Biodiversity and nature protection

Biodiversity must be protected and maintained in order to safeguard the conditions which support life on the planet. Protection is necessary because many organisms and habitats have become endangered due to harmful changes caused by mankind. Biodiversity is conserved by establishing nature reserves and protecting different habitat types and species.

The national strategy and action plan for the conservation and sustainable use of biodiversity outlines objectives and measures for halting the decline in biodiversity by 2020. Safeguarding biodiversity requires an effort from the whole of society. Natural resources must be used sustainably.

Public authorities are responsible for conserving biodiversity

According to the Constitution, nature and its biodiversity, the environment and the national heritage are the responsibility of everyone. The public authorities shall endeavour to guarantee for everyone the right to a healthy environment and for everyone the possibility to influence the decisions that concern their own living environment.

The Ministry of the Environment guides and monitors nature conservation in Finland. It prepares legislation to maintain biodiversity and is responsible for the general monitoring of the implementation of this legislation. The Ministry also prepares nature conservation programmes and establishes nature reserves under these programmes. Furthermore, it approves the management and use plans of major nature reserves.

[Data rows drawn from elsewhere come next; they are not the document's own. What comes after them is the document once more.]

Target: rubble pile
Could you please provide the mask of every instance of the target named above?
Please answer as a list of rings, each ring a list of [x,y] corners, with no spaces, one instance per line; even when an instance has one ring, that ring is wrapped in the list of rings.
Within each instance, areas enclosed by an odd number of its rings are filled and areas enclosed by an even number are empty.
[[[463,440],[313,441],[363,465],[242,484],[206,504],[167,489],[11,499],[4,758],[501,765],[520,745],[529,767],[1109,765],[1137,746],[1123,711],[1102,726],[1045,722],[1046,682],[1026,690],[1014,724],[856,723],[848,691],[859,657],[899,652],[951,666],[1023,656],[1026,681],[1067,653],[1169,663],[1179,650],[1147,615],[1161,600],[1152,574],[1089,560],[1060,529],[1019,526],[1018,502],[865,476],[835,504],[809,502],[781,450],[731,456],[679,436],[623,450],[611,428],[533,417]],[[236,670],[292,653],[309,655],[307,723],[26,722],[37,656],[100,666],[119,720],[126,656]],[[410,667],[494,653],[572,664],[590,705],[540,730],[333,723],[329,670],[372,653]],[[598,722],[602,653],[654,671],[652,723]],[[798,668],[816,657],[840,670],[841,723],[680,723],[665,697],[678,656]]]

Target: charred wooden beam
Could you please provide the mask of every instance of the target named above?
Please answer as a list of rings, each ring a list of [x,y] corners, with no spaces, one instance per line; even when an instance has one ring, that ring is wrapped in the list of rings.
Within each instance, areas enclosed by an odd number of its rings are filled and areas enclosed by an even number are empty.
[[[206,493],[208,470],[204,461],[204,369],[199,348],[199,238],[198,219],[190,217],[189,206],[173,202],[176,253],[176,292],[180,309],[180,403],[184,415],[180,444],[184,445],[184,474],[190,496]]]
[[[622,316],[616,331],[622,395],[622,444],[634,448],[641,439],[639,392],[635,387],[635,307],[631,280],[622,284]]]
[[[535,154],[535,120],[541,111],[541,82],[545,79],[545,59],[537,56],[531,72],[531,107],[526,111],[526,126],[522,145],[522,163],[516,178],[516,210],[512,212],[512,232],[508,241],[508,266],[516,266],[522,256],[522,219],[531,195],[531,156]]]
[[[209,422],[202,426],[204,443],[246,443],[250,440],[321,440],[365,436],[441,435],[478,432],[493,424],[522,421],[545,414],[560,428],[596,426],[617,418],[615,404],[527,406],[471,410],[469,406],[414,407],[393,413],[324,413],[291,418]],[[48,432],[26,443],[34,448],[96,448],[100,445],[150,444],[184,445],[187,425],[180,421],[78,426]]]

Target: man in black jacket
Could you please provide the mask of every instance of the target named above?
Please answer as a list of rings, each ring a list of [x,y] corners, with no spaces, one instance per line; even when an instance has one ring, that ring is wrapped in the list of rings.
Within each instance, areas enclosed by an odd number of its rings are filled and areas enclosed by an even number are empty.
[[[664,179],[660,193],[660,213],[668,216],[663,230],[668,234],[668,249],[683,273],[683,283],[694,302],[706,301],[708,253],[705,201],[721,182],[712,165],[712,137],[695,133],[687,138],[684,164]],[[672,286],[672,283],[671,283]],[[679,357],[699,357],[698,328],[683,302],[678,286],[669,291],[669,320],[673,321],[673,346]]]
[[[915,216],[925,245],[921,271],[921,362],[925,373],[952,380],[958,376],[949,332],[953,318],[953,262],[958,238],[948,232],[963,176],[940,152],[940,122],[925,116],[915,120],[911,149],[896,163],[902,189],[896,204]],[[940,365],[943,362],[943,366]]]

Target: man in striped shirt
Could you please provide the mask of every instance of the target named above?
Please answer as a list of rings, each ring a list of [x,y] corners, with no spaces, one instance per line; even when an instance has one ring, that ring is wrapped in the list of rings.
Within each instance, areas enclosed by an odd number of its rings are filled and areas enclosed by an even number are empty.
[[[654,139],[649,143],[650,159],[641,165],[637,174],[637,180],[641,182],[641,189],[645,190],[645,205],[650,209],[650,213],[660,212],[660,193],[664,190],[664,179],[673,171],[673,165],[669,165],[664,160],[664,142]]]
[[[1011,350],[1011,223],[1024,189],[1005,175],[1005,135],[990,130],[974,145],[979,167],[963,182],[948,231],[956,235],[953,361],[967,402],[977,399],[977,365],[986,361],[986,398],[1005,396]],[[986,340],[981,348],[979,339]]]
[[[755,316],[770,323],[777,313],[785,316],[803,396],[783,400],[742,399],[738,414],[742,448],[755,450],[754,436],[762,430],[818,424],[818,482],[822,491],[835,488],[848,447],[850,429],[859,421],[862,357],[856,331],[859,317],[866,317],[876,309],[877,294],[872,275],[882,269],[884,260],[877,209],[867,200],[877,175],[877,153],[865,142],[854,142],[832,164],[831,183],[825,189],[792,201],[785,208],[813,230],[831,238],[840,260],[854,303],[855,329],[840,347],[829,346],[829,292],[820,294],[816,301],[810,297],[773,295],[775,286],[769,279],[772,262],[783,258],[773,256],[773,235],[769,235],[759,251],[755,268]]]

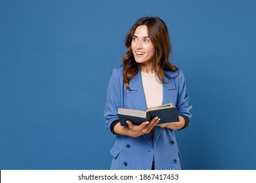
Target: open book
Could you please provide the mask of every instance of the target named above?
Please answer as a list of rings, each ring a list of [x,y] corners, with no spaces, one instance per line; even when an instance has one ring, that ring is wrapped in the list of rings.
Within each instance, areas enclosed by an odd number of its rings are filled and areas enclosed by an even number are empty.
[[[156,116],[161,118],[158,123],[160,124],[179,121],[177,108],[172,103],[151,107],[146,111],[119,108],[117,116],[121,125],[126,127],[128,126],[127,120],[131,121],[134,124],[140,125],[145,121],[150,122]]]

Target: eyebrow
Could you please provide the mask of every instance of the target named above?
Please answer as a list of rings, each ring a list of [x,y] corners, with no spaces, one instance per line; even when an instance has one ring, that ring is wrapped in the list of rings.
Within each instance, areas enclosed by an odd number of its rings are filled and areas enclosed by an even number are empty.
[[[133,37],[138,37],[137,35],[133,35]],[[148,36],[144,36],[144,37],[142,37],[143,38],[149,38],[149,37]]]

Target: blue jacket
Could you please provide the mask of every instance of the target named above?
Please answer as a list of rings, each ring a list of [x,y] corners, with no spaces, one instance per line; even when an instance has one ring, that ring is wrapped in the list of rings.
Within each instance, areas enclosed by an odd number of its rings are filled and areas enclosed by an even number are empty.
[[[166,73],[171,77],[179,75],[171,79],[164,78],[169,83],[163,84],[163,104],[172,103],[179,115],[190,120],[192,106],[186,94],[182,72],[179,70]],[[123,67],[114,69],[108,84],[104,112],[106,127],[110,132],[111,124],[118,120],[118,108],[147,109],[140,72],[130,80],[129,87],[128,90],[124,84]],[[111,169],[151,169],[154,158],[156,169],[181,169],[181,156],[174,131],[158,126],[154,130],[154,139],[150,133],[135,138],[116,135],[110,150],[113,158]]]

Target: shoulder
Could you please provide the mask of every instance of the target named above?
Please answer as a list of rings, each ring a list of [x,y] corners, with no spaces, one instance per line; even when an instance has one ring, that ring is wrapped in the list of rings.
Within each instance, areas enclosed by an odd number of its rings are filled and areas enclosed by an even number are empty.
[[[122,66],[113,69],[112,78],[114,80],[123,80],[123,67]]]

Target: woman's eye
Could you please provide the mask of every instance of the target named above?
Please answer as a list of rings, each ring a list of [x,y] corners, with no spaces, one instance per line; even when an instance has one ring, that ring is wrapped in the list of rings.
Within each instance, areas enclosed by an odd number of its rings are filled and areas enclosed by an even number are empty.
[[[150,42],[149,39],[144,39],[144,41],[146,42]]]

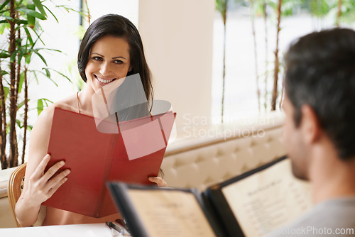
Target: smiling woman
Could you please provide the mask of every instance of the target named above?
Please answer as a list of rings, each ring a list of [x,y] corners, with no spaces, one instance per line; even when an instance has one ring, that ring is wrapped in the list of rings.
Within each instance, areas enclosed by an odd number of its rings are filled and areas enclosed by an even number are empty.
[[[116,36],[104,36],[91,50],[85,68],[87,83],[96,91],[114,80],[125,77],[131,70],[127,41]]]
[[[123,16],[105,15],[89,27],[79,50],[78,67],[86,82],[84,89],[45,109],[32,130],[24,188],[16,206],[17,219],[23,226],[33,225],[38,217],[42,203],[70,179],[70,175],[67,177],[70,172],[69,170],[53,175],[65,165],[63,160],[45,172],[50,159],[46,153],[55,107],[92,115],[92,97],[96,91],[136,73],[140,75],[147,100],[153,99],[151,72],[146,62],[141,36],[134,25]],[[150,177],[149,180],[159,186],[166,186],[160,177]],[[119,218],[119,214],[116,214],[94,219],[47,207],[43,225],[100,223],[114,221]]]

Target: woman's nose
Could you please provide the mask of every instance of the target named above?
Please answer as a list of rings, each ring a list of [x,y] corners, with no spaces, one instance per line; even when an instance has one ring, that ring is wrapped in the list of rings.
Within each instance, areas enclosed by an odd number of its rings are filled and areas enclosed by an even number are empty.
[[[109,76],[111,72],[110,65],[108,62],[102,62],[100,68],[100,74],[102,76]]]

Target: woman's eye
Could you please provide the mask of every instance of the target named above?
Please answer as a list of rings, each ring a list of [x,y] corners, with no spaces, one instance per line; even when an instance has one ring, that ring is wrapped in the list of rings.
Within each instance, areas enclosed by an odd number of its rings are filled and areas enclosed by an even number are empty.
[[[122,64],[122,63],[124,63],[124,62],[122,62],[121,60],[114,60],[114,62],[116,63],[116,64]]]
[[[92,58],[97,61],[102,61],[102,57],[93,57]]]

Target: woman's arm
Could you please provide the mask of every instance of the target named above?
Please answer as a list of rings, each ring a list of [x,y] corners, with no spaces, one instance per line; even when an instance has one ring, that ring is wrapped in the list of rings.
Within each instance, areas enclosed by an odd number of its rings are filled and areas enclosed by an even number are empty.
[[[36,222],[42,203],[67,180],[66,176],[70,172],[64,170],[51,179],[64,165],[64,162],[58,162],[44,172],[50,159],[47,150],[53,111],[53,106],[44,110],[31,131],[25,184],[15,208],[17,219],[22,226],[29,226]]]

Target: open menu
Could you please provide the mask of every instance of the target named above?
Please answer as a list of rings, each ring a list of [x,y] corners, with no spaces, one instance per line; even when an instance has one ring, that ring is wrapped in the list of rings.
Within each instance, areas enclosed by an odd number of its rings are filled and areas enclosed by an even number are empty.
[[[280,158],[201,193],[122,182],[109,187],[133,236],[261,236],[311,207],[309,184]]]
[[[153,184],[148,177],[158,176],[175,117],[168,111],[118,123],[102,121],[102,131],[118,127],[110,133],[99,131],[94,117],[55,108],[46,169],[64,160],[58,172],[71,172],[43,205],[97,218],[116,213],[106,182]]]

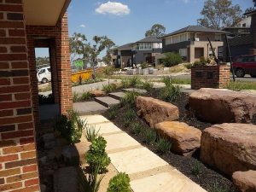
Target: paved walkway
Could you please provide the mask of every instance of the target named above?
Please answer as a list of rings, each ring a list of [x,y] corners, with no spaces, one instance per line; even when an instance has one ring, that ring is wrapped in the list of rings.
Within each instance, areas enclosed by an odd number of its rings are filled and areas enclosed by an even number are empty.
[[[100,130],[112,164],[119,172],[129,174],[133,192],[207,192],[105,117],[81,118]]]

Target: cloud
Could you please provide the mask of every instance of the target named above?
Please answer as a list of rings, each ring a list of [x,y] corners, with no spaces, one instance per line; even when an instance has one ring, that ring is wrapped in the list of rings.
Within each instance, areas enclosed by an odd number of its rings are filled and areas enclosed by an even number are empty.
[[[111,14],[115,15],[129,15],[131,10],[129,7],[119,2],[108,2],[106,3],[102,3],[95,10],[97,14]]]

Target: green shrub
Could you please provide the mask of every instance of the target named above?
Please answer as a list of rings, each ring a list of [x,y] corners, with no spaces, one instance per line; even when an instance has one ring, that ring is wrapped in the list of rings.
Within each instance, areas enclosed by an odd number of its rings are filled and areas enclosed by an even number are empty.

The Finnish Environment Institute researches and assesses biodiversity, serving various public bodies and agencies, businesses and communities. It assesses the endangered status of organisms and habitats, conducts research on the management and restoration of different habitats, and on the importance of ecosystem services and their interaction with biodiversity.

Centres for Economic Development, Transport and the Environment (ELY Centres) promote and supervise nature conservation and landscape protection in their respective regions. They safeguard biodiversity, for example, by

  • establishing nature reserves on privately owned land
  • acquiring areas for the state, for the purpose of nature conservation
  • approving proposals for protected areas and management and use plans for these areas
  • safeguarding natural values in land use planning
  • planning the management and use of Natura 2000 areas

For more information:

Municipalities promote and supervise nature conservation and landscape protection within their areas of jurisdiction. For example, they can prepare proposals for protection and draft management and use plans related to protected areas. They can also decide on the protection of natural monuments. Municipalities are responsible for ensuring that land use planning and construction planning support ecologically sustainable development and that the environmental impacts of such plans are taken into account.

The state forest administration Metsähallitus maintains most of Finland's nature reserves.